We want to start with a quantum strategy, and then switch to a classical strategy when e start to overshoot. This happens when the probability of winning in the quantum strategy gets lower than the classical one.

Due to normalization (and the fact that the quantum strategy takes twice as many epochs than the classical one), this corresponds to solve the equation

\[\frac{1}{2}\sin^2(3\xi) = \sin^2(\xi)\]

The solution can be found numerically and gives a value of \(\xi = 0.6811\) which corresponds to \(\varepsilon=\sin^2(\xi)=0.396\).

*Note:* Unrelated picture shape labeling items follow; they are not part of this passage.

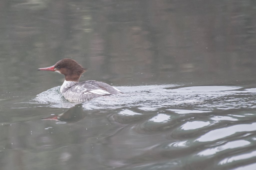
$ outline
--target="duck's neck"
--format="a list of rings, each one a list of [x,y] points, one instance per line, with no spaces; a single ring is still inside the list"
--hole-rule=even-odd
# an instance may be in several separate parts
[[[60,87],[60,93],[65,93],[70,87],[78,82],[78,81],[67,81],[65,80],[61,86]]]

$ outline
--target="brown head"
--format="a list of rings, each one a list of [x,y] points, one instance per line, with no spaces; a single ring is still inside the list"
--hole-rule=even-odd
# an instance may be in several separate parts
[[[73,59],[65,58],[59,61],[52,66],[38,69],[37,70],[55,71],[64,74],[66,81],[78,82],[86,69]]]

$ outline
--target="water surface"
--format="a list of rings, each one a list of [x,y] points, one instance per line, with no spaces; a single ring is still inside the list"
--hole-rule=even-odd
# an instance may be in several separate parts
[[[1,169],[254,169],[255,7],[2,1]],[[67,101],[68,57],[125,94]]]

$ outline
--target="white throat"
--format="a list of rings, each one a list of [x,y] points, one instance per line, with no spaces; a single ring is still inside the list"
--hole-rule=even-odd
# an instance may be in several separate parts
[[[65,80],[61,86],[60,87],[60,93],[65,93],[68,89],[77,83],[73,81],[67,81]]]

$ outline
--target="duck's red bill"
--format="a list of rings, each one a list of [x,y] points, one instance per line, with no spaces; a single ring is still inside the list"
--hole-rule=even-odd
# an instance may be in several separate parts
[[[45,68],[41,68],[37,69],[38,70],[46,70],[47,71],[55,71],[54,70],[54,68],[55,66],[51,66],[50,67],[46,67]]]

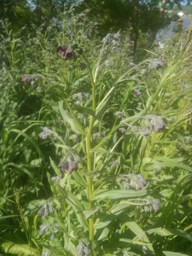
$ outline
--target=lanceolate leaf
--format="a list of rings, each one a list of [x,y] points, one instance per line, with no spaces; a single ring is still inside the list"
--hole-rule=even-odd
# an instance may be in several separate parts
[[[161,236],[179,236],[192,242],[192,236],[189,235],[186,231],[178,228],[153,228],[148,230],[147,233],[150,234],[155,233]]]
[[[4,252],[10,254],[22,254],[24,256],[40,256],[38,250],[35,249],[29,244],[17,244],[14,243],[4,243],[1,245]]]
[[[86,132],[84,132],[84,131],[83,131],[79,124],[77,124],[77,122],[73,118],[69,116],[68,112],[66,110],[63,109],[62,103],[61,102],[59,102],[59,108],[63,121],[65,122],[67,122],[75,132],[79,134],[85,135]]]
[[[163,251],[163,256],[189,256],[188,254],[180,253],[179,252],[173,252],[168,251]]]
[[[146,235],[145,232],[142,230],[142,228],[141,228],[140,227],[135,221],[132,221],[131,218],[129,218],[129,220],[125,223],[125,225],[127,226],[129,228],[130,228],[131,230],[133,232],[133,233],[134,233],[141,241],[145,242],[147,244],[149,243],[149,244],[146,246],[150,251],[154,252],[153,247],[150,244],[150,241],[147,237],[147,236]],[[134,240],[136,239],[133,239],[133,241]]]
[[[96,195],[93,195],[92,199],[120,199],[120,198],[137,198],[141,196],[147,195],[147,190],[142,189],[136,191],[133,189],[112,189],[112,190],[99,190]]]

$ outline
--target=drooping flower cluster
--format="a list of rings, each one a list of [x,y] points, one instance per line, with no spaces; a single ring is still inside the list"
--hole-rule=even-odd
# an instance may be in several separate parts
[[[55,233],[58,231],[58,227],[54,225],[40,225],[39,227],[39,234],[40,236],[43,236],[44,234],[47,233],[48,230],[51,231],[52,235],[50,239],[53,241],[55,239]]]
[[[95,132],[93,134],[93,138],[94,139],[101,139],[104,137],[106,132]]]
[[[112,51],[116,51],[119,47],[119,40],[120,35],[116,34],[108,34],[106,37],[102,40],[104,44],[111,44],[112,46]]]
[[[42,78],[38,74],[30,75],[29,74],[25,74],[22,76],[22,81],[25,85],[33,85],[38,83],[39,79]]]
[[[77,168],[77,164],[80,161],[80,157],[73,153],[68,153],[66,157],[63,159],[58,167],[65,173],[71,173]]]
[[[164,67],[164,62],[162,59],[148,59],[148,68],[149,69],[156,70]]]
[[[62,173],[60,176],[53,176],[53,177],[52,177],[51,180],[52,182],[56,182],[57,181],[60,180],[61,179],[63,179],[63,177],[64,177],[64,175]]]
[[[133,132],[139,132],[142,136],[147,136],[150,135],[154,131],[155,132],[161,132],[164,128],[164,124],[162,118],[163,116],[147,115],[144,117],[147,127],[144,126],[132,126],[129,124],[127,124],[131,128]]]
[[[132,131],[134,132],[139,132],[142,136],[147,136],[150,135],[152,132],[151,129],[148,129],[148,127],[144,127],[142,126],[131,126]]]
[[[145,124],[149,129],[153,129],[155,132],[159,132],[164,128],[164,124],[163,121],[163,116],[146,116]]]
[[[134,97],[138,98],[140,96],[141,96],[141,94],[142,94],[142,93],[139,90],[135,89],[134,90],[134,93],[133,93]]]
[[[78,93],[74,93],[72,97],[76,100],[76,104],[83,106],[90,97],[90,94],[88,93],[79,92]]]
[[[24,83],[25,85],[29,84],[29,78],[28,77],[28,75],[22,75],[22,81]]]
[[[147,181],[140,174],[121,175],[116,178],[116,180],[123,181],[122,186],[124,189],[131,187],[134,188],[136,190],[140,190],[147,184]]]
[[[53,134],[53,132],[50,129],[49,129],[47,126],[45,126],[43,128],[43,131],[42,132],[38,134],[39,138],[40,138],[42,140],[47,139],[47,137],[51,136]]]
[[[125,116],[125,115],[121,111],[116,111],[116,112],[115,112],[114,115],[115,116],[118,117],[118,118],[121,118]]]
[[[79,240],[76,251],[78,256],[89,255],[92,252],[90,243],[84,243],[82,240]]]
[[[77,60],[77,56],[76,56],[75,52],[70,48],[69,48],[67,45],[59,45],[57,47],[57,51],[61,55],[62,55],[63,60]]]
[[[54,212],[54,208],[49,202],[45,204],[38,211],[38,214],[48,217],[50,213]]]

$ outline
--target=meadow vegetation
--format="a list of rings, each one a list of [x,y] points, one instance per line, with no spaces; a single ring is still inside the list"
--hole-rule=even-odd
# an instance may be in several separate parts
[[[192,30],[140,48],[86,11],[1,21],[1,255],[192,255]]]

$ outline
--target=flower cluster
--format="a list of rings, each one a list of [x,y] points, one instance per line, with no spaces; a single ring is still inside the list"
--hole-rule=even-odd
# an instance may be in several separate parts
[[[54,208],[50,203],[45,204],[38,211],[38,214],[48,217],[50,213],[54,212]]]
[[[75,52],[70,49],[67,45],[59,45],[57,47],[57,51],[62,55],[63,60],[77,60],[77,56]]]
[[[116,34],[108,34],[106,37],[102,40],[104,44],[108,44],[112,45],[112,51],[115,51],[119,46],[119,39],[120,35]]]
[[[124,114],[121,111],[116,111],[116,112],[115,112],[114,115],[115,116],[118,117],[118,118],[121,118],[125,116]]]
[[[101,139],[104,137],[106,132],[95,132],[93,134],[93,138],[94,139]]]
[[[71,173],[77,168],[77,164],[80,161],[80,157],[72,153],[68,153],[67,156],[58,164],[58,167],[65,173]]]
[[[151,129],[144,127],[143,126],[131,126],[131,129],[134,132],[139,132],[143,137],[150,135],[152,132]]]
[[[123,187],[124,189],[131,187],[134,188],[136,190],[140,190],[147,184],[147,181],[140,174],[122,175],[118,177],[116,180],[124,182]]]
[[[60,176],[53,176],[53,177],[52,177],[51,180],[51,181],[53,181],[53,182],[57,182],[57,181],[60,180],[60,179],[63,179],[63,177],[64,177],[64,175],[62,173]]]
[[[164,62],[162,59],[149,59],[148,61],[148,68],[149,69],[156,70],[164,67]]]
[[[25,85],[33,85],[38,82],[40,78],[41,78],[40,75],[26,74],[22,76],[22,81]]]
[[[134,97],[138,98],[141,95],[141,94],[142,94],[142,93],[139,90],[136,89],[134,90],[134,93],[133,93]]]
[[[79,245],[77,247],[77,253],[78,256],[89,255],[92,253],[92,250],[90,248],[90,243],[84,243],[82,240],[79,240]]]
[[[115,160],[111,163],[111,168],[115,169],[118,166],[118,161]]]
[[[72,95],[72,99],[75,100],[75,104],[77,105],[83,106],[88,98],[90,98],[90,94],[88,93],[79,92],[78,93],[74,93]]]
[[[40,236],[43,236],[44,234],[46,234],[48,231],[48,229],[51,229],[52,232],[52,236],[51,237],[51,240],[54,240],[54,234],[55,232],[58,230],[58,227],[54,226],[53,225],[40,225],[39,227],[39,234]]]
[[[145,124],[148,129],[153,129],[155,132],[159,132],[164,128],[164,122],[162,118],[163,116],[147,116],[145,118]]]
[[[47,139],[47,137],[51,136],[53,134],[52,131],[50,130],[47,126],[43,128],[42,132],[38,134],[39,138],[42,140]]]
[[[28,75],[22,75],[22,81],[24,83],[25,85],[29,84],[29,80],[28,77]]]

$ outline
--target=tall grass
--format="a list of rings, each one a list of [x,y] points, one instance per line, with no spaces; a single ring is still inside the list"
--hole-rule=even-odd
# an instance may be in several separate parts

We then choose \(Q_L\) to be the value where we switch from quantum to classical and the only requirement is \(Q_L<0.396\). To follow [1] we will choose, \(Q_L = 0.37\).

[ ]:
QL = 0.37
eta_classical_quantum = []

# Percentage bar
f = FloatProgress(min=0, max=N_AGENTS)
display(f)

for agent in range(N_AGENTS):
    f.value = agent
    # Initialize initial scores
    h_0 = H_0
    h_1 = H_1
    eps = h_1 / (h_0 + h_1)

    # Initialize circuit with initial probability
    xi = math.asin(eps**0.5)

    theta1 = math.pi - 2*xi
    theta_prep.set_value(theta1)
    theta2_prep.set_value(-math.pi/2 - theta1/2)

    theta2 = math.pi - 4*xi
    theta_ref.set_value(theta2)
    theta2_ref.set_value(-math.pi/2 - theta2/2)

    # Arrays of epsilon
    eps_array = []
    i = 0
    while i < N_EPOCH:
        if eps < QL:
            # Perform a quantum round
            if get_reward(quantum_circuit):
                h_1 = h_1 + 2
                eps = h_1 / (h_0 + h_1)
                xi = math.asin(eps**0.5)
                theta1 = math.pi - 2*xi
                theta_prep.set_value(theta1)
                theta2_prep.set_value(-math.pi/2 - theta1/2)

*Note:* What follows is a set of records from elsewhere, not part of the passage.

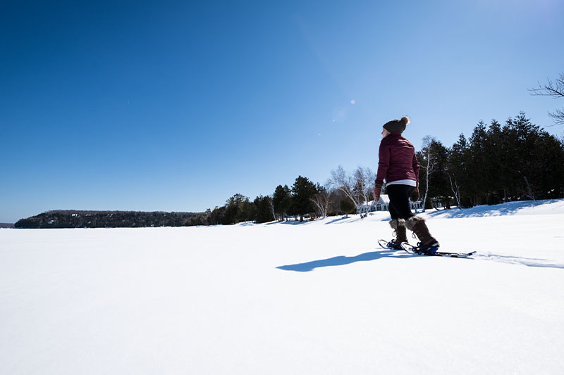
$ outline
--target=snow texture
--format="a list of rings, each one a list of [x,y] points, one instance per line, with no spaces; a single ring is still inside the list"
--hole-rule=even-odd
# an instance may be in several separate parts
[[[561,374],[564,200],[423,215],[1,229],[0,372]]]

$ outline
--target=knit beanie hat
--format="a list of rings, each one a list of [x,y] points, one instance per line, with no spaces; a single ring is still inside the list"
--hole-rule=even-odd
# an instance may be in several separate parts
[[[392,120],[384,125],[384,128],[391,133],[401,133],[410,123],[410,117],[403,116],[400,120]]]

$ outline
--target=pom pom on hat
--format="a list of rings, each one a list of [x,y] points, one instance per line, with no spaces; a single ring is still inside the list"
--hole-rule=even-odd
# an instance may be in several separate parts
[[[391,133],[402,133],[410,123],[410,117],[403,116],[400,120],[392,120],[384,125],[384,128]]]

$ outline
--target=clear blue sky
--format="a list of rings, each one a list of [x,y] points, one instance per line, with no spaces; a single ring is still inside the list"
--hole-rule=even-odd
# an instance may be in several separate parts
[[[551,125],[563,103],[527,89],[564,71],[563,1],[384,3],[3,1],[0,222],[324,183],[376,169],[404,115],[417,148]]]

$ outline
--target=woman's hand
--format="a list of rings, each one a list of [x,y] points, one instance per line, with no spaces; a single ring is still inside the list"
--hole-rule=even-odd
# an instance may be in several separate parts
[[[415,189],[413,189],[413,192],[411,193],[410,200],[412,202],[417,202],[419,201],[419,182],[417,182],[417,185],[415,186]]]
[[[380,200],[380,193],[382,191],[382,184],[376,184],[374,183],[374,202],[377,202]]]

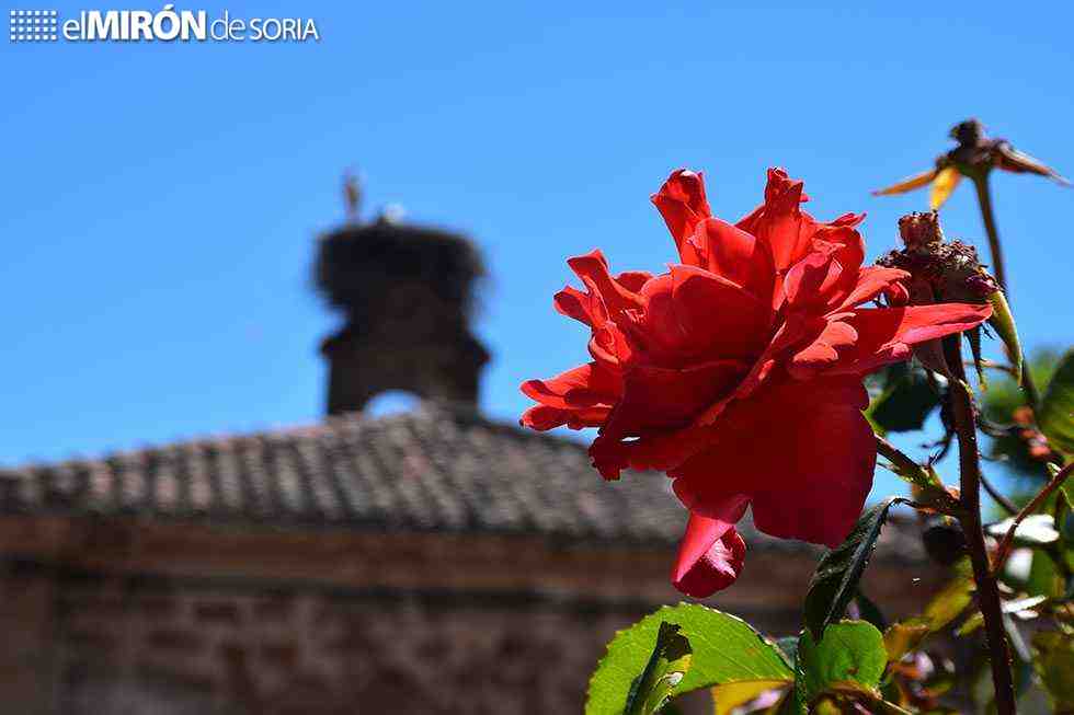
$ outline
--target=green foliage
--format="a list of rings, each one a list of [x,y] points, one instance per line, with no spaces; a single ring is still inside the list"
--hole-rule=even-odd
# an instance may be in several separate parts
[[[1032,372],[1033,380],[1046,395],[1058,362],[1059,355],[1050,350],[1040,350],[1029,360],[1029,370]],[[981,394],[981,404],[984,416],[990,422],[1010,425],[1015,422],[1015,410],[1026,404],[1026,397],[1015,380],[1004,377],[989,382],[989,389]],[[1044,477],[1040,461],[1029,455],[1026,442],[1017,435],[993,437],[990,441],[991,455],[995,459],[1004,459],[1015,474],[1035,480]]]
[[[802,631],[796,682],[800,702],[812,705],[824,693],[855,691],[881,700],[877,688],[887,665],[883,636],[870,623],[833,623],[819,642]]]
[[[806,595],[806,626],[815,638],[822,638],[824,628],[843,618],[877,547],[888,511],[900,501],[905,503],[906,499],[889,497],[866,511],[854,524],[846,541],[821,558]]]
[[[1074,455],[1074,350],[1067,350],[1055,366],[1039,422],[1052,449]]]
[[[1038,633],[1033,650],[1033,667],[1052,697],[1054,712],[1074,712],[1074,635]]]
[[[879,393],[866,415],[880,435],[921,429],[939,405],[939,394],[918,367],[898,362],[878,373],[873,383]]]
[[[653,655],[662,623],[679,626],[690,645],[689,670],[670,695],[739,681],[782,681],[793,671],[776,646],[741,619],[693,603],[665,606],[616,634],[590,679],[586,715],[620,715],[635,679]]]
[[[1006,346],[1010,366],[1018,376],[1018,384],[1021,384],[1021,344],[1018,342],[1018,328],[1015,327],[1015,319],[1010,314],[1007,298],[1002,290],[997,290],[989,297],[989,302],[992,303],[992,318],[989,319],[989,325],[995,328],[996,335]]]
[[[689,641],[679,634],[679,626],[661,623],[656,644],[645,670],[635,681],[627,697],[626,715],[653,715],[671,699],[690,668],[693,650]]]

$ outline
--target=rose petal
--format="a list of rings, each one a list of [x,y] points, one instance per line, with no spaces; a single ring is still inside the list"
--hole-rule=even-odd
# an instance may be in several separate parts
[[[738,518],[745,505],[743,498]],[[742,573],[745,551],[746,544],[733,523],[690,515],[672,570],[672,584],[687,596],[707,598],[735,581]]]
[[[769,381],[728,407],[708,449],[669,471],[675,494],[710,517],[746,494],[762,531],[838,545],[872,486],[867,405],[856,378]]]
[[[709,203],[705,198],[705,177],[699,172],[688,169],[678,169],[672,172],[660,192],[652,195],[652,203],[656,206],[667,230],[675,239],[678,246],[678,255],[683,263],[689,265],[700,265],[693,246],[687,243],[687,239],[694,233],[694,227],[698,221],[712,215]]]
[[[992,315],[991,305],[937,303],[909,308],[859,308],[846,319],[858,333],[853,347],[841,350],[832,374],[871,372],[905,360],[919,343],[968,331]]]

                theta2 = math.pi - 4*xi
                theta_ref.set_value(theta2)
                theta2_ref.set_value(-math.pi/2 - theta2/2)
                eps_array.append(0.5)
                eps_array.append(0.5)
            else:
                eps_array.append(0)
                eps_array.append(0)

            # Update epoch by 2
            i = i + 2
        else:
            # Perform a classical round
            if get_reward(classical_circuit):
                h_1 = h_1 + 2
                eps = h_1 / (h_0 + h_1)
                xi = math.asin(eps**0.5)
                theta1 = math.pi - 2*xi
                theta_prep.set_value(theta1)
                theta2_prep.set_value(-math.pi/2 - theta1/2)

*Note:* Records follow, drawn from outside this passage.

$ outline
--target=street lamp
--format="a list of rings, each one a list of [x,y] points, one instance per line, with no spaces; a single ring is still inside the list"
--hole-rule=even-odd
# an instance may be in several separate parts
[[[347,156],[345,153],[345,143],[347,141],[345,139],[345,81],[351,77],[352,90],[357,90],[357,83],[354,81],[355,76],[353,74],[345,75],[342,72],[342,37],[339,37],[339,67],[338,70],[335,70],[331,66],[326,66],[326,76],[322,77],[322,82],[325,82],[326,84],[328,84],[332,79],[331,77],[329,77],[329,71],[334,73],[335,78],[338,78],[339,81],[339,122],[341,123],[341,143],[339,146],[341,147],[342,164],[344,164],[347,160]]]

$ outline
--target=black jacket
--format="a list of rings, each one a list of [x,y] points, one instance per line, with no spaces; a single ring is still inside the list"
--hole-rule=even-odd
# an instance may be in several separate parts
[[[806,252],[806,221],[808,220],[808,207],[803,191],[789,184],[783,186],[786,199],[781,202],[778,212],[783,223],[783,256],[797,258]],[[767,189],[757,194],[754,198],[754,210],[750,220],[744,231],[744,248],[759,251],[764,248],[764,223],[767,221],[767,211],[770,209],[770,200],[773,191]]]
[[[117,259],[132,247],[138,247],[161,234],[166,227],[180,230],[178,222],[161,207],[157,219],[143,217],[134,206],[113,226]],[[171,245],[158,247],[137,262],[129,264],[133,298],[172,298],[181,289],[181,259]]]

                eps_array.append(1)
            else:
                eps_array.append(0)
            # Update epoch by 1
            i = i + 1

    eta_classical_quantum.append(eps_array)

eta_classical_quantum = np.array(eta_classical_quantum)
f.value=N_AGENTS

Plots

[68]:
plt.plot(np.mean(eta_classical, axis=0)[::2], ".", label="Fully classical strategy")
plt.plot(np.mean(eta_quantum, axis=0)[::2], ".", label="Fully quantum strategy")
plt.plot(np.mean(eta_classical_quantum,axis=0,)[::2],".",label="Quantum-classical strategy",)
plt.xlabel("Even epochs")
plt.ylabel("$\eta$")
plt.legend()
plt.grid()
../_images/notebooks_Reinforcement_learning_58_0.png

Conclusion

Simulating the circuits of [1], we are able to reproduce their results. Data are still noisier than the results due to a smaller number agents. A parallelized version of this code was executed with 10 000 agents and the following results were found:

results_10000.png

which are very close to the paper results.

It’s possible to play with the value of \(Q_L\) and the number of agents. Remember that the simulation time is linear with the number of agents.

Acknowledgement

This work was initially done during the Hackathon on Linear Optical Quantum Communication (LOQCathon) organised by Quandela and QICS (Quantum Information Center of Sorbonne Université), by the team composed of Luís Bugalho, Laura dos Santos Martins, Paolo Fittipaldi, Yoann Piétri and Verena Yacoub. The supervision was provided by Pierre-Emmanuel Emeriau.

References

[1] V. Saggio, B. E. Asenbeck, A. Hamann, et al. Experimental quantum speed-up in reinforcement learning agents. Nature, 591(7849), 229-233 (2021).

[2] A. Hamann, S. Wölk. Performance analysis of a hybrid agent for quantum-accessible reinforcement learning. New Journal of Physics, 24(3), 033044 (2022).